= Sandy Flockhart =

British banker (born 1951)

Alexander Andrew "Sandy" Flockhart (霍嘉治, born 22 December 1951) is a former CEO of The Hongkong and Shanghai Banking Corporation Limited.

==Early life==
He was born in the UK and brought up and educated in Edinburgh, Scotland, where he attended George Watson's College. He joined HSBC in July 1974 after graduating in law (LLB) from the University of Edinburgh.

==Career==
His appointments include postings to Hong Kong, the United Arab Emirates and Qatar. From 1992-1994, Flockhart served as CEO of Thailand branch of The Hongkong and Shanghai Banking Corporation. In January 1995, he became Deputy Managing Director of The Saudi British Bank (SABB).

He was Presidente y Director General of HSBC Mexico from October 2002, during which time he opened Torre HSBC, the new headquarters of the bank in April 2006. In September 2006, Flockhart became the CEO and President of HSBC for Latin America and the Caribbean.

In June 2007, the HSBC Group announced that Flockhart was to become CEO of The Hongkong and Shanghai Banking Corporation.
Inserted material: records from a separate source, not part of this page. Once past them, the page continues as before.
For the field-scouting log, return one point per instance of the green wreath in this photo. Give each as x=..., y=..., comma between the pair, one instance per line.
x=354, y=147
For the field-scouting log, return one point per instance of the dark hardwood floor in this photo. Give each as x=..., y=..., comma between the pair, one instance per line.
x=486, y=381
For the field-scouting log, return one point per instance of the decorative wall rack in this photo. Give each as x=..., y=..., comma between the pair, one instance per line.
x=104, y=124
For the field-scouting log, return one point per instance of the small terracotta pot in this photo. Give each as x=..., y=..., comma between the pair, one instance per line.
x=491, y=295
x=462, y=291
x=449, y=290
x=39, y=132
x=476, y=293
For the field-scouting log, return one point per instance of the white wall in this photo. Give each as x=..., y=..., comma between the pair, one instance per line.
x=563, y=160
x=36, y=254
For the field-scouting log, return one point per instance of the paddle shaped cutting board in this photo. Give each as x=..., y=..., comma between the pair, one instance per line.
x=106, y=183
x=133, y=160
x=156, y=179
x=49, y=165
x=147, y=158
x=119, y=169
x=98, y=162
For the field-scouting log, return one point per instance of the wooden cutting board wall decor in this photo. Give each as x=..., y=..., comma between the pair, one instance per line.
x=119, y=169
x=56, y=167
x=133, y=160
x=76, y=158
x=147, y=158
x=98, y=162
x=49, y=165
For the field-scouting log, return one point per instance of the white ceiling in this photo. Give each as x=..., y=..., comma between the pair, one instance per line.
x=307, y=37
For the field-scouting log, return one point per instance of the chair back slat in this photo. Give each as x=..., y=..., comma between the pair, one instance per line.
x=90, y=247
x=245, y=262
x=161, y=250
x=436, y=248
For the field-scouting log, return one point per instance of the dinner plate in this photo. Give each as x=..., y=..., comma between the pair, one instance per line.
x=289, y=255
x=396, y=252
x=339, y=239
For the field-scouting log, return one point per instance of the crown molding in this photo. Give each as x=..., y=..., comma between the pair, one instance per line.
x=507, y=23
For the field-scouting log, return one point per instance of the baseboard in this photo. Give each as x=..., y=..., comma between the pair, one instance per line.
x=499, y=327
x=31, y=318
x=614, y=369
He also became Chairman and non-executive director of HSBC Bank Malaysia, a director of HSBC Bank Australia and a non-executive director of HSBC Bank (China) and Hang Seng Bank. He became an executive director of HSBC Holdings in May 2008.

In 2012 he retired from HSBC, coinciding with a settlement with the US authorities in which HSBC Mexico, of which Sandy Flockhart had been CEO, admitted to aiding the laundering of nearly US$1 billion of drug traffickers funds. Following his departure from HSBC the bank was reported to be initiating a bonus clawback process against him.
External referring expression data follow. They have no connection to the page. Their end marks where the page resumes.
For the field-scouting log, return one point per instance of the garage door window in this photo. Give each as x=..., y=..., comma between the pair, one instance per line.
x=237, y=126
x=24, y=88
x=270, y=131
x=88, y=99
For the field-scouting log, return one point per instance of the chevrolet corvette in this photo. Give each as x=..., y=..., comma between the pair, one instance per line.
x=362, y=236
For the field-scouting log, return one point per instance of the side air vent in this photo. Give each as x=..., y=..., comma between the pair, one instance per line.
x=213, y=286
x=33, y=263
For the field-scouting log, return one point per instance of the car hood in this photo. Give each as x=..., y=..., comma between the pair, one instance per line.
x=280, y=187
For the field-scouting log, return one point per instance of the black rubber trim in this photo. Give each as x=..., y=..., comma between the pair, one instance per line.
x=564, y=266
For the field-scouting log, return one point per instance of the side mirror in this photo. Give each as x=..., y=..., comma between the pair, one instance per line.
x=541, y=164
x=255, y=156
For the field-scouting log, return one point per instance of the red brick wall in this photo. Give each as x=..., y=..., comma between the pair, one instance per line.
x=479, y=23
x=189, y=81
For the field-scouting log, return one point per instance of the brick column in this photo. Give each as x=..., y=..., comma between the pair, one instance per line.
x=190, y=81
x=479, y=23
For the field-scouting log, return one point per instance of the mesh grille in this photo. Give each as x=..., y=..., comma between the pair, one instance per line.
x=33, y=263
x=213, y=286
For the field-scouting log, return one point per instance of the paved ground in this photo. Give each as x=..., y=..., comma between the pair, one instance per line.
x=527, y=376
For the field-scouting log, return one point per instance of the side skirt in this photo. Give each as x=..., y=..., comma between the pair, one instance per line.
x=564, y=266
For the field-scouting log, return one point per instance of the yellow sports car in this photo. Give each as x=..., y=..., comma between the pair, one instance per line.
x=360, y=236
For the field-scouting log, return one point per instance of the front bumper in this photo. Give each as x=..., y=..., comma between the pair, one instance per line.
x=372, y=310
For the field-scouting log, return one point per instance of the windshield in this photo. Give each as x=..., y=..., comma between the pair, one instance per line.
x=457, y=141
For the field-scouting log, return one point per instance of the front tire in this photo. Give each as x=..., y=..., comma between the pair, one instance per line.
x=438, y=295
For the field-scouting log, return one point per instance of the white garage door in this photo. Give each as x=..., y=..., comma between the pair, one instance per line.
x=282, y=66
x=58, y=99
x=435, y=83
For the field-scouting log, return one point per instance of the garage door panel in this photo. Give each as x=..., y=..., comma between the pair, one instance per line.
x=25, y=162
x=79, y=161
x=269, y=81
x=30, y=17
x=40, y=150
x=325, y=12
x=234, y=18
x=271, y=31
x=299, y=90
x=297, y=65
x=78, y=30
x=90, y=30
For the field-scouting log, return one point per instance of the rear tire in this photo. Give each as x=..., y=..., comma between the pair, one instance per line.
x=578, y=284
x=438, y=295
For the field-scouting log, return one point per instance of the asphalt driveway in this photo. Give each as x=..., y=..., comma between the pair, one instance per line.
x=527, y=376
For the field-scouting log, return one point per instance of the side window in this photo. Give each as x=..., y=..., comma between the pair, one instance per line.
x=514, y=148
In December 2012 he was named non-executive chairman of newly rebranded Church House Trust Plc after its acquisition by Ocean Industries.

==Honours and awards==
He was appointed Commander of the Order of the British Empire (CBE) in the 2008 New Year Honours.

==Personal life==
Flockhart's interests include golf, fishing, classic cars and history. He is married with four children, two of them born in Hong Kong.